St. Gallus Kirche

Unsere evangelische Kirche in Aistaig zählt zu den ältesten Kirchenbauten in unserer Region. Bereits im 8. Jahrhundert wird eine Gallus-Kapelle erwähnt, ein Holzbau, der wahrscheinlich etwa 70 m südwestlich von der heutigen Kirche stand. Auch die Wur­zeln dieses „neuen“ Baus weisen ins Spätmittelalter zurück. Vom 1404 errichteten Bau sind Chor und Sakristei noch erhalten. In der Sakristei sind die romanischen Spuren des alten Baus noch deutlich zu sehen; auch die Schlusssteine sowie die nur selten erhaltene Piscina (oder Lavabo), eine Möglichkeit, um angemessen mit dem Abendmahlswein und dem Taufwasser umzugehen, erzählen davon.

Zu jener Zeit waren die Kirche und die zugehörige Gemeinde noch katholisch. Dies sollte sich bald ändern. 1317 waren Kirche und Dorf Aistaig durch Kauf an die Gra­fen, später Herzöge von Württemberg gekommen. Als Herzog Ulrich 1534 die Re­formation einführte, nahm auch Aistaig den neuen Glauben an. (Die umliegenden Gebiete, namentlich Oberndorf, das zur Grafschaft Hohenberg und ab Ende des 14. Jahrhunderts zu Vorderösterreich gehörte, blieben mehrheitlich katholisch.) Diese starren Konfessionsgrenzen, die sich an den politischen Landesgrenzen orientierten, blieben so erhalten, bis 1806 unter Napoleon die südwestdeutsche Kleinstaaterei im neugeschaffenen Königreich Württemberg vereinheitlicht wurde.

Vorübergehend von 1938 bis 1950, endgültig 1975 wurde Aistaig zur Stadt Obern­dorf am Neckar eingemeindet. Deren Bevölkerung insgesamt ist heute zu knapp der Hälfte katholisch und zu einem Drittel evangelisch. In Aistaig jedoch sind die Verhält­nisse umgekehrt: Die Hälfte ist evangelisch und nur ein Viertel ist katholisch. Von den 1.759 Einwohnern gehören 510 Personen zu unserer Gemeinde (2022).

Mit der katholischen Gemeinde in Aistaig, die ihre Gottesdienste in der modernen, 1962 errichteten Kirche Maria Königin des Friedens feiert, bestehen längst sehr gute Beziehungen. Mehrere Kreise unserer Gemeinde sind ausgesprochen ökumenisch orientiert und für alle Konfessionen offen.

Wie der Orgelprospekt in blassem Grün gehalten, hängt im Kirchenschiff die protes­tantisch schlichte Kanzel. Sie stammt aus dem Jahr 1648 und möglicherweise aus dem Vorgängerbau des Augustinerklosters in Oberndorf. Über ihr ist die ungefasste Figur „Der gute Hirte“ aus frühem 19. Jahrhundert in einer Nische eingelassen.

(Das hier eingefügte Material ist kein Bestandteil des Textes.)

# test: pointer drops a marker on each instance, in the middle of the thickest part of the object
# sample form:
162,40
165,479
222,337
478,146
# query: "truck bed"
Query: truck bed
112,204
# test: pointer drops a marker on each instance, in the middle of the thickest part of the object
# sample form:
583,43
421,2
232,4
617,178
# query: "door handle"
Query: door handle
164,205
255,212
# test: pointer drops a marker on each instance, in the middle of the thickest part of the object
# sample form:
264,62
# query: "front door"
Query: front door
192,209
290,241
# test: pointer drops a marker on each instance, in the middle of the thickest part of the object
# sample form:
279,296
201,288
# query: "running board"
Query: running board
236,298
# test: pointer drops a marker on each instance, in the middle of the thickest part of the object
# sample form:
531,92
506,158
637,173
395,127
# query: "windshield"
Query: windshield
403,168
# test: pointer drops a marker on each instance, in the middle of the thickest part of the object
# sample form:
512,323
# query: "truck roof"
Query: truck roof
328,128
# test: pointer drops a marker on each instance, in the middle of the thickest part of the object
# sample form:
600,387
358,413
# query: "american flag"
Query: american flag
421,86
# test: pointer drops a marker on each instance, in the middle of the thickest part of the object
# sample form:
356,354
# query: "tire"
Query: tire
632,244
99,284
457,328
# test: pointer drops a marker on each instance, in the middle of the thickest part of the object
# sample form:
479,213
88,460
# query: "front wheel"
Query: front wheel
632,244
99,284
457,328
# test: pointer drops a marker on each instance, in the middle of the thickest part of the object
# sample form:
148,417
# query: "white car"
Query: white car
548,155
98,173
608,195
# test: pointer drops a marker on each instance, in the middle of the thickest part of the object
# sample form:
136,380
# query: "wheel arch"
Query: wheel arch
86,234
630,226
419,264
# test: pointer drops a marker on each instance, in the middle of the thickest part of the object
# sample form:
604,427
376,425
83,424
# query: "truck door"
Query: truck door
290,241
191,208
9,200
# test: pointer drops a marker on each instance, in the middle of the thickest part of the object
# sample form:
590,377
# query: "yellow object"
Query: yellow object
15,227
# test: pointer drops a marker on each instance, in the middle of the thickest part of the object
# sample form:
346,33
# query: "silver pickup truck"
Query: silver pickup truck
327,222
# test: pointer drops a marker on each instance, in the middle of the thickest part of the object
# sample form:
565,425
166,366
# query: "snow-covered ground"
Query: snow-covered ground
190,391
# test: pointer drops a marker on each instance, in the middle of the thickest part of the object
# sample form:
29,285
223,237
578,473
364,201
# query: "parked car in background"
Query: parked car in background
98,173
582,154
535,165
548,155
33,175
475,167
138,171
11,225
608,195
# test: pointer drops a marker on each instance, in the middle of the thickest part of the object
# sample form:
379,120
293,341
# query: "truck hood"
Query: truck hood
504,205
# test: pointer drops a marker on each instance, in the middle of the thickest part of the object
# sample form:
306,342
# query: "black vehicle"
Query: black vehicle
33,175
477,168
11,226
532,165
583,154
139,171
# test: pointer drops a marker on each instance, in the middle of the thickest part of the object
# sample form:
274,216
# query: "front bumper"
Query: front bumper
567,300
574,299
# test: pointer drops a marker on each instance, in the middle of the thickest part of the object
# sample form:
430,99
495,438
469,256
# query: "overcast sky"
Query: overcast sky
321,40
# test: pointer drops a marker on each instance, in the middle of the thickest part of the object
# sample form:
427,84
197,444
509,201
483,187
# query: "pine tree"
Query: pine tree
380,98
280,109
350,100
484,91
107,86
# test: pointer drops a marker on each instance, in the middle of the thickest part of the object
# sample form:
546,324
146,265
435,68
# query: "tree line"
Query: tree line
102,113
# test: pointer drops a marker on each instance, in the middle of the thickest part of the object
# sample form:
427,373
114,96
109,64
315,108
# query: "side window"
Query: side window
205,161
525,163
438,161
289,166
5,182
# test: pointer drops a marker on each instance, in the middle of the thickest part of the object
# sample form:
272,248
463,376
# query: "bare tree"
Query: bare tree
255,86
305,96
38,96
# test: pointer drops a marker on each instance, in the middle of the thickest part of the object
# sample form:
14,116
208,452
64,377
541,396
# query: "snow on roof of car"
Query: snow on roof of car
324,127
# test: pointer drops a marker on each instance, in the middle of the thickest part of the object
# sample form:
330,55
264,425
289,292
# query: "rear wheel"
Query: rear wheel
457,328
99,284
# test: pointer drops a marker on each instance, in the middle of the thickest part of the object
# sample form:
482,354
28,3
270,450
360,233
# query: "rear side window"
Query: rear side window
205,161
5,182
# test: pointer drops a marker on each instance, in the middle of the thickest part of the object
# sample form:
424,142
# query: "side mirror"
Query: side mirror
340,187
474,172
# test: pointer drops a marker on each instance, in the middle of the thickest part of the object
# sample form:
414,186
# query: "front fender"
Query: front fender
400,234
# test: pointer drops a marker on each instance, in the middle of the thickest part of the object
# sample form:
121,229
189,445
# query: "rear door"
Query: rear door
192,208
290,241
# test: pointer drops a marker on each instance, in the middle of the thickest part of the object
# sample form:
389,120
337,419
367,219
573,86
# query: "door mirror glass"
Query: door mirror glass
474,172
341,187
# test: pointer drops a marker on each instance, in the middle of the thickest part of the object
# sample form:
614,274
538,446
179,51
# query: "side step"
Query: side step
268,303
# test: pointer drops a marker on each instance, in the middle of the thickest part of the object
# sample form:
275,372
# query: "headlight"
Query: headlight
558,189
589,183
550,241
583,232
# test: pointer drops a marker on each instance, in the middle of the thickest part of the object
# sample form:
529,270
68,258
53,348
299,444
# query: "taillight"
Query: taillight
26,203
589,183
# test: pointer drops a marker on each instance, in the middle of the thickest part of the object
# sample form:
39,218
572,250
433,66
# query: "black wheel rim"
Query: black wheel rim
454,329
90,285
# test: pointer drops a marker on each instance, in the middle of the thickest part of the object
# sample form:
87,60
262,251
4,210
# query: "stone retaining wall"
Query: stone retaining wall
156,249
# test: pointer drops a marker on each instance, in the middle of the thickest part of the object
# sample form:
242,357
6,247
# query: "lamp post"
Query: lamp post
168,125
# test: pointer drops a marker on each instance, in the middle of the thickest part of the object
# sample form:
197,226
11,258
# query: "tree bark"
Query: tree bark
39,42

In der Mitte des vergangenen Jahrhunderts, 1953, wurde die gesamte Kirche umfas­send renoviert. Aus dieser Zeit stammt die Empore mit der harmonisch eingepassten Balustrade. Bis zu dieser Zeit befand sich die Empore an der Nordseite des Kirchen­schiffes, das Kirchengestühl war parallel zur Längsachse ausgerichtet, und der Ein­gang wurde damals von der Nord- auf die Südseite verlegt.

Der Turm mit dem Pyramidendach erhebt sich im Westen über das Kirchenschiff. Im Dachstuhl hängen insgesamt vier Glocken, die eine bewegte Historie haben. Eine Bronzeglocke, die von 1833, wurde im Ersten Weltkrieg eingeschmolzen und 1920 durch zwei Stahlglocken ersetzt. Diese wiederum wurden 1960 gegen drei neue Bronzeglocken ausgetauscht. Sie hängen heute neben der möglicherweise ältesten Glocke in Oberndorf, die aus dem 13./14. Jahrhundert, aus der Werkstatt von Hainrich dem Glogner zu Rottweil stammt und die Christus und den Evangelisten geweiht ist.

Zu einer guten alten protestantischen Kirche gehört in Württemberg selbstverständ­lich ein Pfarrhaus! Es steht gegenüber auf der anderen Straßenseite: Ein mächtiger Fachwerkbau von 1650, der sogar noch über einen Wirtschaftsteil verfügt. Dazu ge­hört ein weitläufiger Garten. In vormoderner Zeit war es durchaus üblich, dass die Pfarrer und ihre Familien nebenher noch eine Landwirtschaft betrieben.